Agustín García Calvo (1926-2012) était un philologue, linguiste, poète, dramaturge et essayiste espagnol, maîtr6e de plusieurs générations d’incrédules et de rebelles. Professeur de philologie latine à l’université de Madrid, destitué en 1965 en raison de son appui au soulèvement étudiant, il vécut exilé à Paris de 1969 à 1976. De retour à Madrid après la mort du dictateur, il resta fidèle jusqu’à la fin à l’esprit rebelle des années 60, qu’il maintint dans une infatigable activité de conférencier et d’écrivain.

 

[1]      Le lecteur curieux des vicissitudes du groupe madrilène connu sous le nom de ácratas pourra consulter l’ouvrage de Miguel Amorós, Les Acratas à l’université centrale de Madrid, 1967-1969, Éditions de La Roue, Villasavary, 2021. [Note du traducteur]
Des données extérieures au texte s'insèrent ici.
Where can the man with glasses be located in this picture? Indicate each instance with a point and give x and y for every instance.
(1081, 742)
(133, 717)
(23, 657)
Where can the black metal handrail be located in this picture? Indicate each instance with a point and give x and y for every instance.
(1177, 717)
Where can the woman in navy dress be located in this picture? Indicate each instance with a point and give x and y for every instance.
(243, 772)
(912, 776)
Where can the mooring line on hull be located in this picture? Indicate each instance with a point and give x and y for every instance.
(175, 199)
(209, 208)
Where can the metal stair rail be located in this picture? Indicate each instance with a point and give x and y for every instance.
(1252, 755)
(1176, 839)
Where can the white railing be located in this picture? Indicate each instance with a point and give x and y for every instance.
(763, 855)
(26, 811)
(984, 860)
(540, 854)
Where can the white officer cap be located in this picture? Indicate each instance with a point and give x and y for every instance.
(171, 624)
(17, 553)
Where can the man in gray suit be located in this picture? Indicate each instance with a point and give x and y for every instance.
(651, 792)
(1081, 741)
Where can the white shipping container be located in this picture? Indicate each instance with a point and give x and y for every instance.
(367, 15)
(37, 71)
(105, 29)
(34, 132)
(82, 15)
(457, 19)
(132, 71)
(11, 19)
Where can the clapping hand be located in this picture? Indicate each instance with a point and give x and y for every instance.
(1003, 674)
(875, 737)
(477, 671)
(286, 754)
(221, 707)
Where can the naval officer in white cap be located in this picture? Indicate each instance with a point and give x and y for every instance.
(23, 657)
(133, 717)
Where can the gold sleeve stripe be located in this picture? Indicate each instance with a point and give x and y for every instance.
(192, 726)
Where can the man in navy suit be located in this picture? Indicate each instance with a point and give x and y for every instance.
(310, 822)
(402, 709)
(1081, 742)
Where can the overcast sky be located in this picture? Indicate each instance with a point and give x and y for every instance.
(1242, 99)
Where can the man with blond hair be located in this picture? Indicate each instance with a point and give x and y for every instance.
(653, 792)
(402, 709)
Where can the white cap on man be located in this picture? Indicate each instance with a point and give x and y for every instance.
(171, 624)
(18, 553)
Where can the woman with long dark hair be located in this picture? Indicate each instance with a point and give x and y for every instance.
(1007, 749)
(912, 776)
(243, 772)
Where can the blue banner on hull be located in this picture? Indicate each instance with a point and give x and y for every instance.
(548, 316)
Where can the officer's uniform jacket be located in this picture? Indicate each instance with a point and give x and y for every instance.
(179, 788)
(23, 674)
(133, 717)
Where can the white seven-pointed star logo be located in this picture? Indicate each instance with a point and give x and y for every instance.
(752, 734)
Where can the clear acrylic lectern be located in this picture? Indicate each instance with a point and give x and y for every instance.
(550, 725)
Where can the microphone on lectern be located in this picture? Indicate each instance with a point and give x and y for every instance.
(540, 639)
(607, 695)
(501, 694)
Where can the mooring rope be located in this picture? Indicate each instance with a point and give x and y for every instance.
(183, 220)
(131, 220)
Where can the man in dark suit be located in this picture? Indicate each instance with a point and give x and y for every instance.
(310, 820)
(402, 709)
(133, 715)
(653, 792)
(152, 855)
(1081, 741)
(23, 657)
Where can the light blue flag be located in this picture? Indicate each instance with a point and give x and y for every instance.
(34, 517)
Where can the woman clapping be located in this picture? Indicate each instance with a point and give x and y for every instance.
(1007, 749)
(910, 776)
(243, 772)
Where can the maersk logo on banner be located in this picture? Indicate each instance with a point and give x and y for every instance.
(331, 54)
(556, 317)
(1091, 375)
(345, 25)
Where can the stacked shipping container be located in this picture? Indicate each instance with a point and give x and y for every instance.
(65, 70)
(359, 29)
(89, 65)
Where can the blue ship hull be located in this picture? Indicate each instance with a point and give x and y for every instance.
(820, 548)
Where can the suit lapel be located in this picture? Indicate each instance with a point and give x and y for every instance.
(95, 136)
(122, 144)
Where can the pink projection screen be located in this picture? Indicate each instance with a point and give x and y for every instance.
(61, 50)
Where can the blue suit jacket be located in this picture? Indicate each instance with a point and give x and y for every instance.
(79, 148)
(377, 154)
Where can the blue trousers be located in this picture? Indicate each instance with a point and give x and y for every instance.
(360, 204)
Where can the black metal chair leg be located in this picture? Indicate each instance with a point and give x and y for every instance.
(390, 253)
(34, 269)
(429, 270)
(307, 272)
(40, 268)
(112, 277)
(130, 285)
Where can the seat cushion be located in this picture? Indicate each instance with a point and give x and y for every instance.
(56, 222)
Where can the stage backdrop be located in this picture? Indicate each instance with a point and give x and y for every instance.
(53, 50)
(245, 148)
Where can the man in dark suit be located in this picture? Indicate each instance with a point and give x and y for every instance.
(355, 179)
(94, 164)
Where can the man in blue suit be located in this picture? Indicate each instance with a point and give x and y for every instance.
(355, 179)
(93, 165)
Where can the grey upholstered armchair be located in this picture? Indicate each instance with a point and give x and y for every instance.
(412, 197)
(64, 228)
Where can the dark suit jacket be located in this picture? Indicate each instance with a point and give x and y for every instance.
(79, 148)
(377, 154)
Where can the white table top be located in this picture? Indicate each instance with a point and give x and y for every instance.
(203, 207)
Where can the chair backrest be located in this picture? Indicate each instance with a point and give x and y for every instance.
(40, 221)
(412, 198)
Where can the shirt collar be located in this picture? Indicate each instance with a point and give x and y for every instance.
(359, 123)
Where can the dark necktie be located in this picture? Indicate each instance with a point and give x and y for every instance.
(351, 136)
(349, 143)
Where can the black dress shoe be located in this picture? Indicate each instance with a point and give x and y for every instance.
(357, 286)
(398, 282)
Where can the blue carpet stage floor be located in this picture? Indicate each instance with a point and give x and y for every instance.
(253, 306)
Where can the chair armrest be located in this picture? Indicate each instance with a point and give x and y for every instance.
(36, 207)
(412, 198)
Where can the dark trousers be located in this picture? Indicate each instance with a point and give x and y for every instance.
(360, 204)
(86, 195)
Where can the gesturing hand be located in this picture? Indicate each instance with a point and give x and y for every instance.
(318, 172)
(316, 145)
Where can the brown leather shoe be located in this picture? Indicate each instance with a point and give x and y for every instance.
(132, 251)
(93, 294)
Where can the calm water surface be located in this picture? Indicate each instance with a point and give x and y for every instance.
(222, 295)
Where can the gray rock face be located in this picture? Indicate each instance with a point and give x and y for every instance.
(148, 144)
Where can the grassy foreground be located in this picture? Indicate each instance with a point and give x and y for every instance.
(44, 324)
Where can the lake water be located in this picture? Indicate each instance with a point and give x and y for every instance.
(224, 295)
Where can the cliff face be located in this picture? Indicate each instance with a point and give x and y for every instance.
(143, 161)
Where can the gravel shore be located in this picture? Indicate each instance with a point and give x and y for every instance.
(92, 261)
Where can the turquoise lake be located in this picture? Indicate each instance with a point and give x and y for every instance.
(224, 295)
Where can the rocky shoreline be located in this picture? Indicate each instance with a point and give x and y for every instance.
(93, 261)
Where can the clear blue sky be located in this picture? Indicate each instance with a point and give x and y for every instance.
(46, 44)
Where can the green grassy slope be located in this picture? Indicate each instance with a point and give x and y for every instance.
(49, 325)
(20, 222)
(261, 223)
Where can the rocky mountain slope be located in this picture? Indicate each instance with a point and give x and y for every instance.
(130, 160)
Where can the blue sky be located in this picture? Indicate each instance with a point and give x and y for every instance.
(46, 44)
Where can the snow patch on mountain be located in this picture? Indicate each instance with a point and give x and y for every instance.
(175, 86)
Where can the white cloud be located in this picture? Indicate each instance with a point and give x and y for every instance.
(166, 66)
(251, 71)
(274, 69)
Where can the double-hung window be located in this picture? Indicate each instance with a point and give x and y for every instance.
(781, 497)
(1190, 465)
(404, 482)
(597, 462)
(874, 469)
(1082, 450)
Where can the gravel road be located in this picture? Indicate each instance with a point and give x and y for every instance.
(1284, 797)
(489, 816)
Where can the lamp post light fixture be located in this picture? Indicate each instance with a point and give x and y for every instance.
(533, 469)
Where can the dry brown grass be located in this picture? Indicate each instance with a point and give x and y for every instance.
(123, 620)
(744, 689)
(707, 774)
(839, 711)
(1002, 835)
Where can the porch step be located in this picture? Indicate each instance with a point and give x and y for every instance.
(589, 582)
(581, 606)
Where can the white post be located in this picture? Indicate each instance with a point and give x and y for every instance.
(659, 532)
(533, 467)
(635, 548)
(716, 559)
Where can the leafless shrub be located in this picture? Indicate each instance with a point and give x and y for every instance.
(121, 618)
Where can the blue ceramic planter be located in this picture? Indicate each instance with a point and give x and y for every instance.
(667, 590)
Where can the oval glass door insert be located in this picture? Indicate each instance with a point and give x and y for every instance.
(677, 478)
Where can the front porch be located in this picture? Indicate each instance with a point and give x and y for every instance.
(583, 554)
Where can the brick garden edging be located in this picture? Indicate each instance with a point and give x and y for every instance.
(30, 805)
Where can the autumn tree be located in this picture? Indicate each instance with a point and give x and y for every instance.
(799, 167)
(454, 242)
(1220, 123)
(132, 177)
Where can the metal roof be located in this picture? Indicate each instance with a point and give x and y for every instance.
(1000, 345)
[2]      A. García Calvo, Que no, que no, Lucina, Zamora, 1998, p. 352 ; un examen plus approfondi de ce processus de réintégration se trouve dans le pamphlet De los modos de integración del pronunciamiento estudiantil, Paris, 1970 ; 3e édition Lucina, Madrid, 1987. Quelques interventions de García Calvo dans les débats du mouvement étudiant sont rassemblées dans son livre Actualidades, Lucina, Madrid, 1980.

[3]      Manifiesto de la Comuna Antinacionalista Zamorana, 6e édition, Lucina, Madrid, 2008, p. 9 et p. 57.

[4]      En français dans le texte. [N.d.T.]

[5]      Cf. A. García Calvo, Apophtegmes sur le marxisme, Crise & Critique, Albi, 2022. Marx parlait de « relations de choses entre les personnes et relations sociales entre les choses » (Le Capital, I, 1, 1, 4).